The study, leaked in 1971 by a former Defense Department aide, had many damaging revelations, including a memo that stated the reason for fighting in Vietnam was based far more on preserving U.S. prestige than preventing communism or helping the Vietnamese.
Holbrooke, with his long-standing ties to Bill Clinton and Hillary Rodham Clinton, was a strong supporter of the secretary of state's 2008 bid for the White House. He had been considered a favorite to become secretary of state if she had won. When she dropped out, he began reaching out to the Obama campaign.
Reflecting on his role as Obama's special envoy, Holbrooke wrote in the Washington Post in March 2008 that "the conflict in Afghanistan will be far more costly and much, much longer than Americans realize. This war, already in its seventh year, will eventually become the longest in American history, surpassing even Vietnam."
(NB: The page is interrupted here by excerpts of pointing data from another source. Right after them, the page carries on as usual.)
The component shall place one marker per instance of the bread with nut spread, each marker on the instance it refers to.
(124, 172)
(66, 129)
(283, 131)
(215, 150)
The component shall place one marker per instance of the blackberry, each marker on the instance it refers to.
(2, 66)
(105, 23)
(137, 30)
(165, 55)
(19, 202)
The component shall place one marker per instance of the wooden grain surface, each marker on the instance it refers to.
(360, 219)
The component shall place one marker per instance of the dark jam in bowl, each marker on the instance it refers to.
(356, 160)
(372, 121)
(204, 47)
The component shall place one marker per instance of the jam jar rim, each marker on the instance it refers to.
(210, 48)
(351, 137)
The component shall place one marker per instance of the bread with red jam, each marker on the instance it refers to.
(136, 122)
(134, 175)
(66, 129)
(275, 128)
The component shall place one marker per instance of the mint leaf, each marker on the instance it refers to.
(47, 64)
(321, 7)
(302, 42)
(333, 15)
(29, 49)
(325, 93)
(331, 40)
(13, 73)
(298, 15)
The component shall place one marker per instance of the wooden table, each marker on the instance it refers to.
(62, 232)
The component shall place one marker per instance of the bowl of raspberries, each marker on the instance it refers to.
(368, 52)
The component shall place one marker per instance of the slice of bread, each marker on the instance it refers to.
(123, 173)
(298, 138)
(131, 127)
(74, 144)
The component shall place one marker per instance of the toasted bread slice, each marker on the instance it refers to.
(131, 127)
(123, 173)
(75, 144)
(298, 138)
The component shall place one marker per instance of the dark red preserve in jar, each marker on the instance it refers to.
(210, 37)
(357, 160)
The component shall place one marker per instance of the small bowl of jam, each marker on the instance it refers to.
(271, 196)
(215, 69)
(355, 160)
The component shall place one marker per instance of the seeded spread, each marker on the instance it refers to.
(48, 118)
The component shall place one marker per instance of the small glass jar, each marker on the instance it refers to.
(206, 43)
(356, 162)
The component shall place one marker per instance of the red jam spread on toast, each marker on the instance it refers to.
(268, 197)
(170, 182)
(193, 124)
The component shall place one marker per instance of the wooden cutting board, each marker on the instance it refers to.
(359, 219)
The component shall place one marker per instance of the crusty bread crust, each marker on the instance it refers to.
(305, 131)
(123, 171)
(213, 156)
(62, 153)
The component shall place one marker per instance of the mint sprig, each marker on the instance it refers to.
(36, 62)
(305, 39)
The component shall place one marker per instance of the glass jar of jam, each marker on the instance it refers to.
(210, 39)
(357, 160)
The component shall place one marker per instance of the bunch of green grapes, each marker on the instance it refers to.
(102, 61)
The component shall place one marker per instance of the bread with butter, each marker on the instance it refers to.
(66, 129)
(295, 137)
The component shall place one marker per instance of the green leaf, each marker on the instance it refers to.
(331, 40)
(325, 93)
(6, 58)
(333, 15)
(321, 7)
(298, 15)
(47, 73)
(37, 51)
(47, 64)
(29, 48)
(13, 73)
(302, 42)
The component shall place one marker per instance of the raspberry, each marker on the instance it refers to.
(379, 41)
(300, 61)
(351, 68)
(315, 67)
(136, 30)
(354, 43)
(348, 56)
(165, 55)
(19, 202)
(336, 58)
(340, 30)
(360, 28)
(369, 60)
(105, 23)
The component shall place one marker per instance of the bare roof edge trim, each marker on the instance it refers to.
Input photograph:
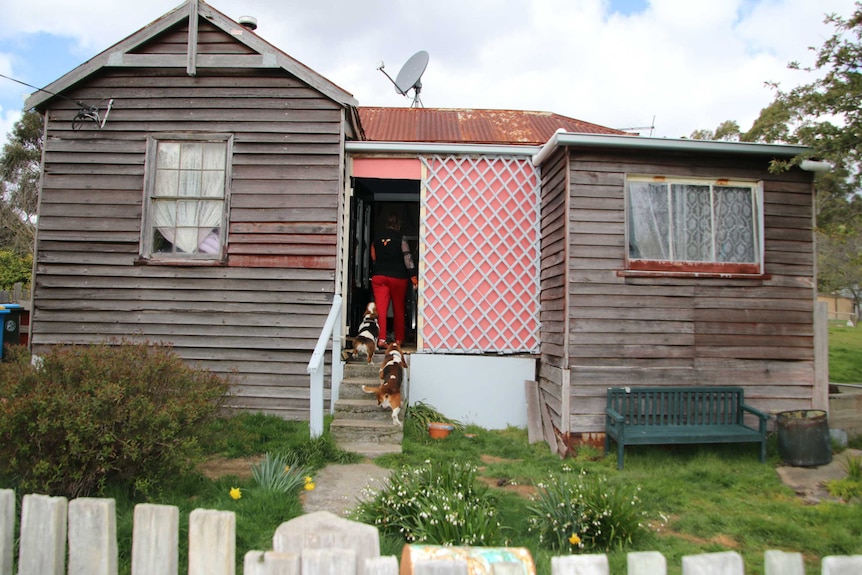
(439, 148)
(568, 139)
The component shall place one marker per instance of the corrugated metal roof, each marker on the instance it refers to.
(467, 126)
Holbrooke's relationship with Afghan President Hamid Karzai was strained after their heated meeting in 2009 over the fraud-tainted Afghan presidential election. Karzai brushed it off, saying he had "no problem at all with Mr. Holbrooke." But the U.S. military commanders in Afghanistan, not Holbrooke, were the ones who ended up developing the closest relations with the mercurial Afghan leader.
Holbrooke rejected direct comparisons between Afghanistan and Vietnam, but acknowledged similarities and repeatedly pressed the administration to do more to win the hearts and minds of both the Afghan and Pakistani people.
Holbrooke is survived by his wife, author Kati Marton, who was a reporter for Philadelphia's WCAU-TV in the 1970s, and two sons.